Die Ton-Angel wippt, Licht an. Frau Guérot, was wäre, wenn es den Euro nicht mehr gäbe? „Es dürfte turbulent werden, es weiß ja keiner, wie man aus Europa-Rührei wieder nationale Eier macht …“ Lärmend fährt ein Krankenwagen vorbei. Bitte nochmal. „Es dürfte turbulent werden …“ Längst ist Ulrike Guérot zu einer Thesenmaschine geworden, die, einmal angeworfen, auf Hochtouren läuft. Schnell, präzise, davongetragen von der Freude an der Erkenntnis. Habermas, Fichte, Giddens, Tucholsky, Platon, Marx, en passant serviert wie ein leckerer Zwischensnack. Darf eine Wissenschaftlerin das überhaupt? Sich so vehement in den Ring der öffentlichen Debatte begeben? Guérot rollt die Augen. Sie kennt die Ohne-meinen-Datensatz-geht-nix-Fraktion. Und erwidert: „Sie muss. Wozu ist Wissenschaft, wenn nicht relevant?“
Europäerin mit Haut und Haaren
Dieses Selbstbewusstsein ist Guérot nicht in den Schoß gefallen. Geboren 1964 als Ulrike Hammelstein in Grevenbroich, nahe der holländischen Grenze. Es ist keine unbeschwerte Kindheit, die Kriegserfahrungen sitzen den Eltern noch in den Knochen. Eine Ehe aus Zufall, notdürftig zusammengehalten vom mühsam ersparten Reihenhaus, zwei Kindern und dem Automatismus eines bürgerlichen Lebens im Westdeutschland der 60er-Jahre. Urlaub an der Nordsee, nach Bayern zum Wandern, Schwimmverein, Tischtennis, Basketball. Bildung ist Nebensache. Die Eltern kommen aus Arbeiterfamilien, keiner hat studiert. Doch Guérot ist wissenshungrig, Klassenbeste. Und es ist ein Zufall, durch den sie bei Bekannten des Vaters die Frankfurter Allgemeine entdeckt. „Sie war mein Tor in die Welt.“
Im Gymnasium merkt sie: Ich bin anders. Die Freundinnen stricken, sie liest Camus und Sartre. Mit 14 will sie Auslandskorrespondentin werden, mit 15 gewinnt sie mit einem politischen Hörspiel den 3. Preis in einem bundesweiten Schülerwettbewerb. „Nur weil du beim Bundespräsidenten eingeladen bist, bekommst du aber keinen neuen Rock“, sagt die Mutter. Geld ist einfach nicht da. Ohne ihre Lehrer wäre sie wohl nie so weit gekommen. Sie sorgen dafür, dass Guérot nach dem Abi studieren darf. Doch auch dort bleibt sie der Sonderling. Ein wildes rothaariges Mädel mit der immer gleichen braunen Cordhose. Und der Sehnsucht nach Frankreich, dem Land von Liebe und Coco Chanel, von dem ihre Oma ihr immer erzählt hatte. Guérot schafft es an die Sciences Po in Paris. Dort lernt sie ihren Mann kennen. Mit 24 hat sie zwei Söhne und eine Promotion. Und ist Europäerin mit Haut und Haaren.

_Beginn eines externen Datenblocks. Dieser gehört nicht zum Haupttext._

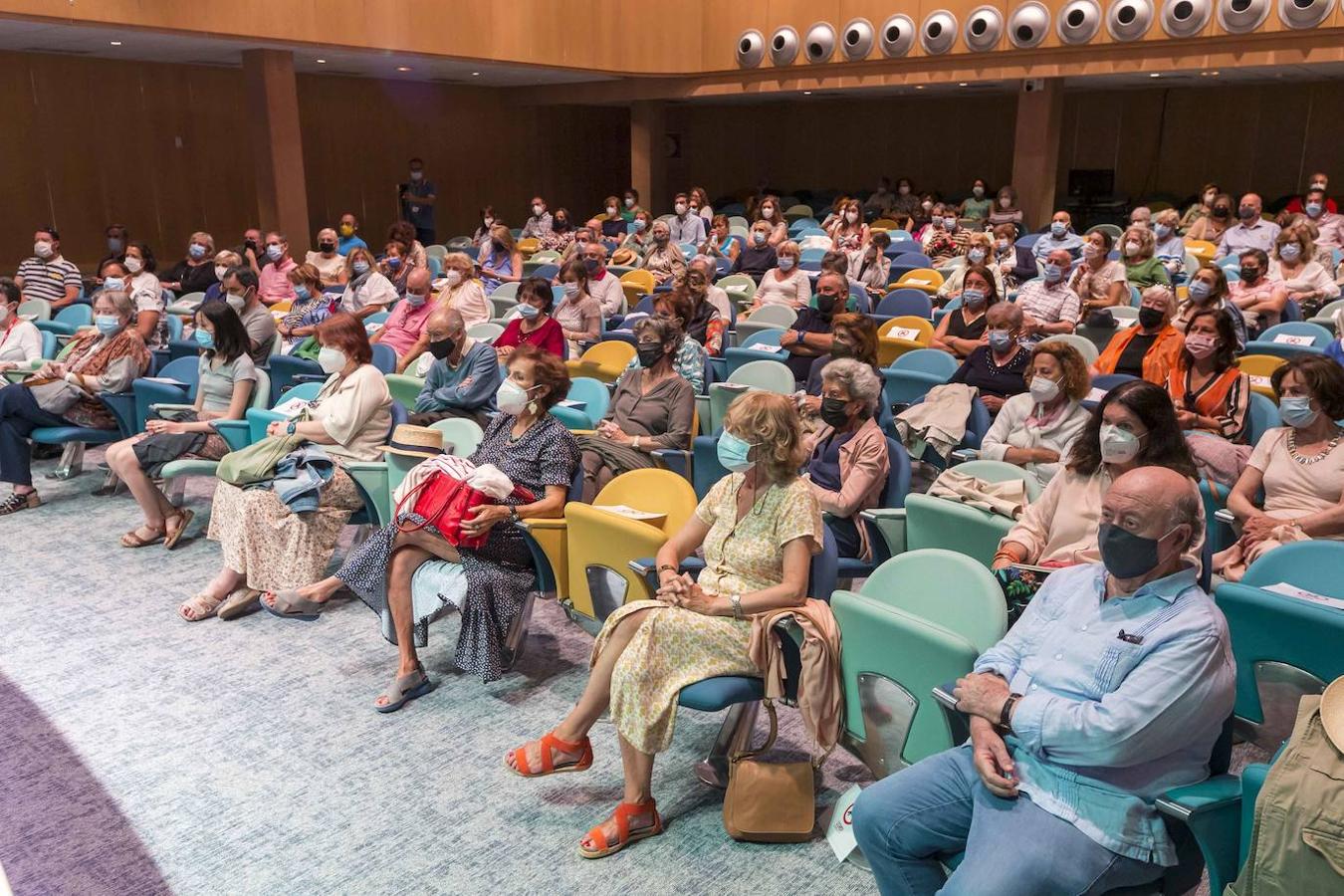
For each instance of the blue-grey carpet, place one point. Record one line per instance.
(140, 754)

Ein neuer Nationenbegriff – Jetzt doch
Natürlich, wer sich so aus dem Fenster lehnt wie Ulrike Guérot, erntet auch Kritik. „Schrille Pamphletliteratur“, schrieb „Die Welt“. Kritik auf Social Media gehört zu ihrem Alltag, hin und wieder liegen sogar Drohbriefe im Briefkasten der realen Welt. „Sie Hexe gehören auf den Scheiterhaufen.“ Sie hat gelernt, es abprallen zu lassen. Und genau hinzuhören, wo die Kritik berechtigt ist. Es hätte nicht passieren dürfen, dass sie in Artikeln mit dem Schriftsteller Robert Menasse Zitate ungeprüft übernahm – sie waren falsch. „Ich kann mich nur entschuldigen.“
Oder weiterdenken, wenn es um die Kritik an ihrer Argumentation geht. Ist die „Nation“ tatsächlich überholt? Anfangs ist sie stürmisch mit ihren Positionen durchmarschiert. Heimat? Nation? Für sie sind das a) unklare b) zu emotionale Begriffe, die nichts mit einem politischen Projekt zu tun haben. „Das warme Gefühl, wenn ich an Kirmes und Karneval in der Heimat denke, hat für mich nichts mit der Konstruktion einer Republik Europa zu tun.“ Mittlerweile hat Guérot erkannt: Sie kann nur bedingt trennen, wenn sie andere Menschen mitnehmen will. „Nachnational ist für viele offenbar so appetitlich wie für Fleischliebhaber vegan.“ In ihrem neuen Buch, das Ende Juni erscheint, versucht sie sich an einem Nationenbegriff jenseits von Identität und Heimat – ein Wohlfahrts- und Verfassungspatriotismus.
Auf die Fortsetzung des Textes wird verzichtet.